Reverend Horton Heat (aka Jim Heath) bops out American tunes, from country and western to boogie woogie blues. The three-piece band led by Heath started out in 1985 as a search for authenticity. Instead of jiving with the pop industrial complex of the era, Heath stepped into the roots of American music. Some inspirations he found, like Roy Orbison, Little Richard, The Blasters, Carl Perkins, and Johnny Cash, are recognizable in his discog. Others, like the bluesman Professor Longhair, Cajun rock and swamp pop, and the standards of Ira and George Gershwin, are less visible, but apparent when you think of Heath’s lushly composed instrumental side. The man puts as much storytelling into a guitar lick, creating the sounds of rattling refrigerators, roaring hot rods, and train whistles, as he does his lyrics.

When I caught Reverend Horton Heat at the Metro, Murder By Death and The Tossers opened. It was a killer lineup, but the Rev’s always got great openers. Take for example that he’s currently on tour with Big Sandy (of the western swing band Big Sandy & His Fly-Rite Boys) and, in previous years, I’ve seen him with openers like retro-rooted rock ’n’ roller J.D. McPherson and country crooner Wayne “The Train” Hancock.

Speaking of the Reverend Horton Heat show with J.D. McPherson, it was at the Aragon Ballroom, a dancehall built in the ’20s where the ceiling looks like a sky.
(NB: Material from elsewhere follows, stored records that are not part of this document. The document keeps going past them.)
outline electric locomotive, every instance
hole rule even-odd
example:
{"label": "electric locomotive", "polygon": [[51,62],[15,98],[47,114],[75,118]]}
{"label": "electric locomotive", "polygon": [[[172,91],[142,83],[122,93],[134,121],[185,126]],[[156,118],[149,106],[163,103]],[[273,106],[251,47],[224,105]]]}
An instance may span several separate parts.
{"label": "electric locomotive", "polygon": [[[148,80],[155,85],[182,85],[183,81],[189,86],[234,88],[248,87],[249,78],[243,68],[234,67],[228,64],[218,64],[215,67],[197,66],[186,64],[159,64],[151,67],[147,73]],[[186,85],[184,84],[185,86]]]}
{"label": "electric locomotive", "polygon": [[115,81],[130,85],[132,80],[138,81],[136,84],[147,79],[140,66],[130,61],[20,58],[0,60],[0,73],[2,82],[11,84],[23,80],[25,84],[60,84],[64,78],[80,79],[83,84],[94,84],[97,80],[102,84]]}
Supposedly, there are tunnels that lead from the basement to the Green Mill, a nearby cocktail lounge formerly favored by Al Capone.

Here’s a few Reverend Horton Heat songs that remind me of that show:

“One Time for Me” This song. ::breathes heavy:: I don’t have a top ten ménage à moi songs list, but when I make one, this is the king winner tune of paddling the pink canoe.

“Wiggle Stick” Because Geezus H. Boning Christ, I am a horndog.

“Bad Reputation” Erotic rockabilly part three: Any song with the lyric, “You’re the kind of girl I’d like to eat,” especially one with hip-popping guitar, is one I’ll love.

I swear on the Stanley Brothers, not every Reverend Horton Heat song is fulla sexpot hot-assery. Apparently, I just gravitate toward the campy and pervtastic.

“Baddest of the Bad” When I need a good, ol’ fashioned break-up song, might as well be one where the guitars are so fast you can outrun the heartache.

What I’m getting at, Durango, is Reverend Horton Heat is coming to the Animas City Theatre and you’re gonna wanna be there.